Il Disturbo Depressivo Maggiore

Disturbo Depressivo Maggiore

  1. Introduzione
  2. La Diagnosi del Disturbo Depressivo Maggiore
  3. Le Cause del Disturbo Depressivo Maggiore
  4. Il trattamento del Disturbo Depressivo Maggiore

Bibliografia

 

  1. Introduzione

Il termine “depressione” è ormai entrato a far parte del lessico comune. È un disturbo psicologico molto diffuso nella popolazione adulta e, negli ultimi anni, viene spesso diagnosticato anche nell’età pediatrica.

Quante persone soffrono di questo disturbo? In che fasce d’età è più diffuso? Vi è prevalenza a seconda del sesso o meno? I dati che derivano dallo studio di Alonso e colleghi mostrano che la depressione ha una percentuale di diffusione dell’11,2% nella popolazione adulta, 2% nei bambini e 4% degli adolescenti (Alonso J et al., 2004). Secondo il sistema di sorveglianza PASSI (Progressi delle Aziende Sanitarie per la Salute in Italia) la media italiana dei sintomi di depressione è pari invece al 6.3%. In questo studio sono state intervistate 34.443 persone di età compresa fra 18-64 anni ed i risultati sono sintetizzati nelle seguenti immagini:

Le regioni più colpite sono quelle evidenziate in rosso, in arancione le regioni che hanno una media simile a quella nazionale mentre in verde le regioni che mostrano una bassa prevalenza di sintomi di depressione rispetto la media nazionale.

Cosa è emerso, inoltre? La prevalenza dei sintomi di depressione è più elevata nelle donne (8,0%), nei più anziani (8,4%), in chi è divorziato o vedovo (rispettivamente 9,9% e 13,8%), negli intervistati con un livello di istruzione elementare o senza alcun titolo di studio (13,8%), in quelli che dichiarano di arrivare a fine mese con molte difficoltà economiche (14,6%), nei disoccupati (9,2%), nelle persone con almeno una patologia cronica (13,4%) e negli obesi (9,4%).

Dal punto di vista psicologico l’interesse è rivolto al lavoro preventivo e di cura che viene offerto.

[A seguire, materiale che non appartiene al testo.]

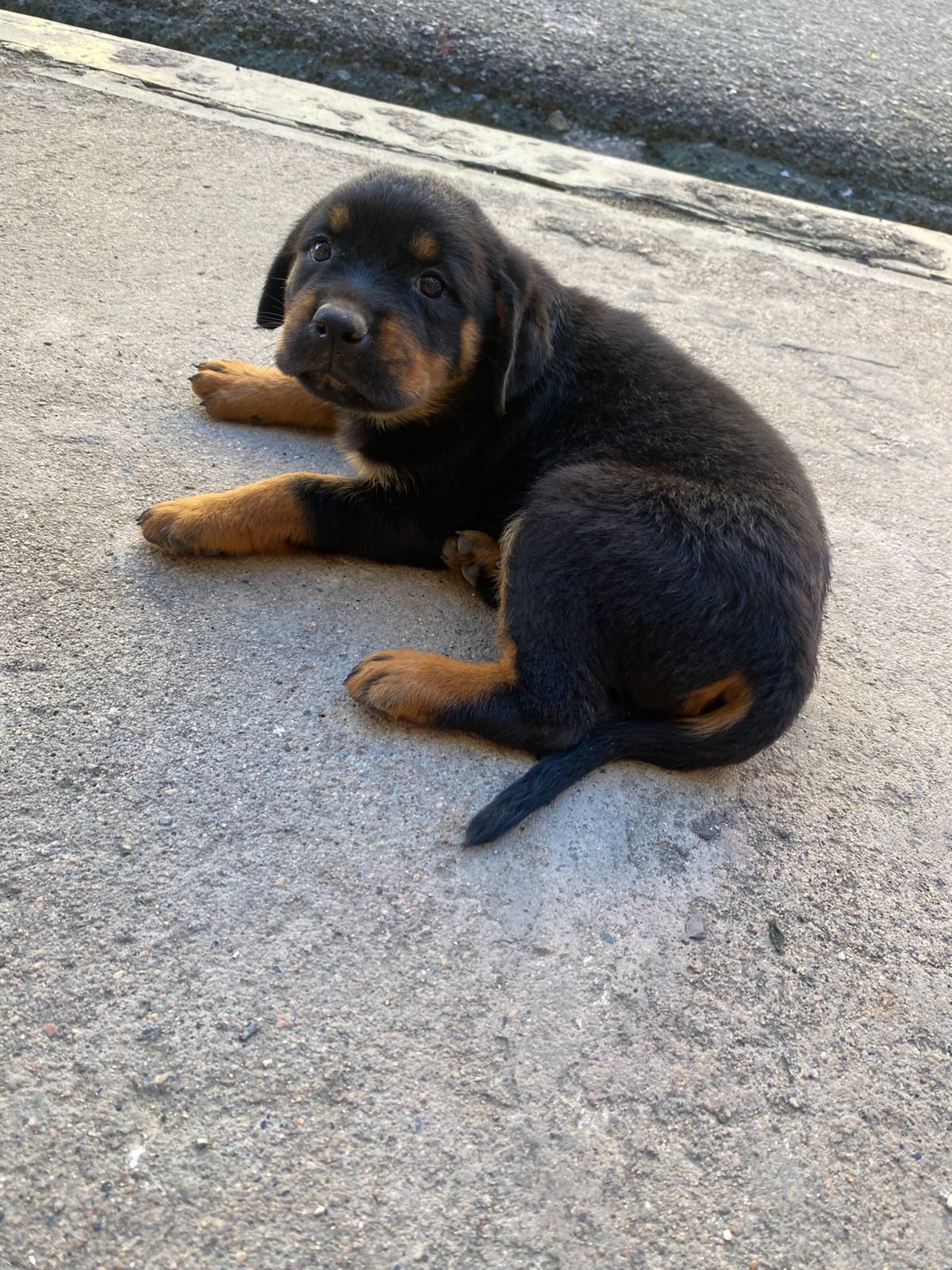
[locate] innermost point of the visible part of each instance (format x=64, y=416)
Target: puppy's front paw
x=267, y=516
x=190, y=526
x=232, y=389
x=399, y=683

Sappiamo che si parla molto di “depressione” ma non vi è sufficiente informazione per capire come possa essere prevenuta ed affrontata. Il dato sconcertante del lavoro PASSI mostra infatti come la popolazione italiana sottovaluti il problema. Nello specifico una elevata percentuale degli intervistati (il 40%)  ha dichiarato che pur soffrendo di sintomi depressivi non fa nulla. Ecco cosa accade:

Solo il 32% si rivolge ad un operatore sanitario mentre il restante (circa il 68%) si rivolge a chi può dare solo un supporto emotivo ma non una cura. Ho pubblicato questi dati perchè nella realtà clinica vedo spesso persone che si rivolgono a me dopo anni di malattia che non ha ricevuto trattamento o un trattamento efficace. I dati presentati nello studio e la realtà che viviamo rendono evidente la difficoltà delle persone ad affrontare adeguatamente la cura dello stato psicologico. Per quale motivo? La domanda trova molte risposte e resta un problema di elevata importanza se associato ai dati ISTAT relativi i suicidi avvenuti nel 2014: 4055 persone si sono tolte la vita in Italia.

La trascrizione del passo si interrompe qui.